It's been clear for a while that the most difficult part of building ObamaCare's health exchanges will be setting up the systems to determine benefit eligibility.
As I noted back in Reason's October 2010 issue, the exchanges — whether they are run by the states or the federal government — will have to be able to verify someone's family income as well as a number of other determining factors. And to do that, they'll have to play nice with an array of government I.T. systems. The Washington Post has some additional details on the challenges involved:
After people become aware of benefits, the health exchange faces its biggest challenge: Figuring out who is eligible for what. In many states those who earn less than 133 percent of the Federal Poverty Line are eligible for Medicaid — except if the state has already extended benefits to an even higher level, as 35 states have for children.

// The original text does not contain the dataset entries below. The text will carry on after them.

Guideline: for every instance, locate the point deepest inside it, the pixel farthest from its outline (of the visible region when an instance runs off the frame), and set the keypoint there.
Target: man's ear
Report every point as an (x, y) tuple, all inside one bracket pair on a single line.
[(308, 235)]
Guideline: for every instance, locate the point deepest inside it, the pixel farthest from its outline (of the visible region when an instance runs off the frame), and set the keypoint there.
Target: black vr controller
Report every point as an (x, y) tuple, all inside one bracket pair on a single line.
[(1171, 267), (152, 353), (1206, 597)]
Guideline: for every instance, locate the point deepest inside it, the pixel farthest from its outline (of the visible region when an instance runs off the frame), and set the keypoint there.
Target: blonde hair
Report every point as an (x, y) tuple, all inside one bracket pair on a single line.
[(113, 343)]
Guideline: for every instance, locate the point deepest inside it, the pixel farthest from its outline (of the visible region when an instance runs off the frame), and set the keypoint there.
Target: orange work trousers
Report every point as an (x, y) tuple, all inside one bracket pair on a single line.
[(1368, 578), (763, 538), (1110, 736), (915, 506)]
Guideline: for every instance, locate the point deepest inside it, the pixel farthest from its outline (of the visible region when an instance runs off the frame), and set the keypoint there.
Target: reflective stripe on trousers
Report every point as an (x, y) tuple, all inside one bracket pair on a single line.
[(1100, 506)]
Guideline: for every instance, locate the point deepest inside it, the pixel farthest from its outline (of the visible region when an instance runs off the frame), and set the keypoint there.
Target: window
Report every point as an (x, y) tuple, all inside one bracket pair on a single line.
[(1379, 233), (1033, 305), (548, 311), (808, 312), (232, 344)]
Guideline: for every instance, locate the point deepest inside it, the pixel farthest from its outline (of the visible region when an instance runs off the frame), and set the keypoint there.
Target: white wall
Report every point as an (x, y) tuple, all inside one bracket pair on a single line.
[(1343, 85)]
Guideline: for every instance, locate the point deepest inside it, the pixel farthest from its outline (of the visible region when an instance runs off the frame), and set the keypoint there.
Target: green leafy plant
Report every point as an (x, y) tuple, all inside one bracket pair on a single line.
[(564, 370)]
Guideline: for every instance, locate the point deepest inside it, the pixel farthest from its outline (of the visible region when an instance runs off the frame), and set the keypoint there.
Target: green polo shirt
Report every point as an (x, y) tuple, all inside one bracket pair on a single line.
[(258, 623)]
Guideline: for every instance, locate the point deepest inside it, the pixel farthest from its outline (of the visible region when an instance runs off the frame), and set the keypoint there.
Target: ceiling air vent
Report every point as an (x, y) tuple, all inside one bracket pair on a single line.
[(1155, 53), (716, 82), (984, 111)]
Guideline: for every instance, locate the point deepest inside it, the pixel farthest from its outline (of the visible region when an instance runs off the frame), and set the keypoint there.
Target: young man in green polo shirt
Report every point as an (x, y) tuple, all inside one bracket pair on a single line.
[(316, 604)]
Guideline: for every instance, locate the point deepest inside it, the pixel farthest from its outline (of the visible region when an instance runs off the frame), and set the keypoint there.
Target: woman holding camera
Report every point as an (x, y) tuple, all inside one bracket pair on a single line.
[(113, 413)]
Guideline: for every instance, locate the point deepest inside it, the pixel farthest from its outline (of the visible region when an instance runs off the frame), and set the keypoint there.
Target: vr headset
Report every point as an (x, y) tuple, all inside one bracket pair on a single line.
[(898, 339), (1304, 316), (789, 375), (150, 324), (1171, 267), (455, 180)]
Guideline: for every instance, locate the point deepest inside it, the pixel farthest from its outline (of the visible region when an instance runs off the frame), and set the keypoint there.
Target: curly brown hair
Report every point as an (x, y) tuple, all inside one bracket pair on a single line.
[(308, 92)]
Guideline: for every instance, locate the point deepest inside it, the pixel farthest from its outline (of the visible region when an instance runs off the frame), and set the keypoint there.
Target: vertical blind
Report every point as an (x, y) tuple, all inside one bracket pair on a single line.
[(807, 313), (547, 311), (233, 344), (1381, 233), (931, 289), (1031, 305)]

“There may be different family members eligible for different programs,” says Sam Gibbs, vice president of sales at eHealthInsurance. “There needs to be a technology system that can support that activity, and look at multiple programs for multiple people.”
A state can’t figure out how much an individual earns on its own. For that, it needs to ping a federal data hub that does not yet exist.
The federal government recently contracted with the healthcare IT firm QSSI to build that data hub, and they plan to make it available to both the exchanges that states run and those that the federal government sets up. It will determine whether individuals are eligible for Medicaid, subsidies or no benefit at all.
The challenge here is for states, which may have complex Medicaid rules or old computer systems, to actually plug into the federal hub.
“In many states, the Medicaid system is the best technology that the 1980s could offer,” says Bruce Caswell, who runs the health-services segment of Maximus, a firm that works on large government data systems. “As a consequence, they might have brittle interface capabilities.”
An old Medicaid system, for example, may only have the capacity to send large batches of data each night. That was fine back in the 1980s, when most applications happened by mail. It’s less desirable when you have a law that would like to see real-time application processing.
These systems are going to have to work with a high degree of accuracy: It's going to be a big problem if the exchanges are routinely assigning people higher or lower subsidies than they qualify for, or doling them out to people who don't qualify for them at all.
Yet that's exactly what researchers worry could happen. A Health Affairs study by a researcher at the Vanderbilt University School of Medicine published earlier this year estimated that, due to the complexities of calculating an individual's income for the purposes of subsidy distribution, a non-trivial number of exchange enrollees are likely to get the wrong subsidy. Incomes fluxuate unexpectedly. The time frames used to judge income are too small. The databases used to verify individual income are incomplete. yet the exchanges are going to have be able to make relatively swift judgements about income levels and subsidy qualifications anyway.
How are the exchange designers going to manage this? The answer is: It's going to be very, very complicated. So complicated, in fact, that they may not get it done on time. States were originally supposed to inform the federal government this week of their decision to either build an exchange or let the federal government try to do it for them. That deadline has been extended. But it may already be too late. “These are systems that typically take two or three years to build,” Kevin Walsh, who manages insurance exchange services at Xerox, told the Post. “The last time I looked at the calendar, that’s not what we’re working with.”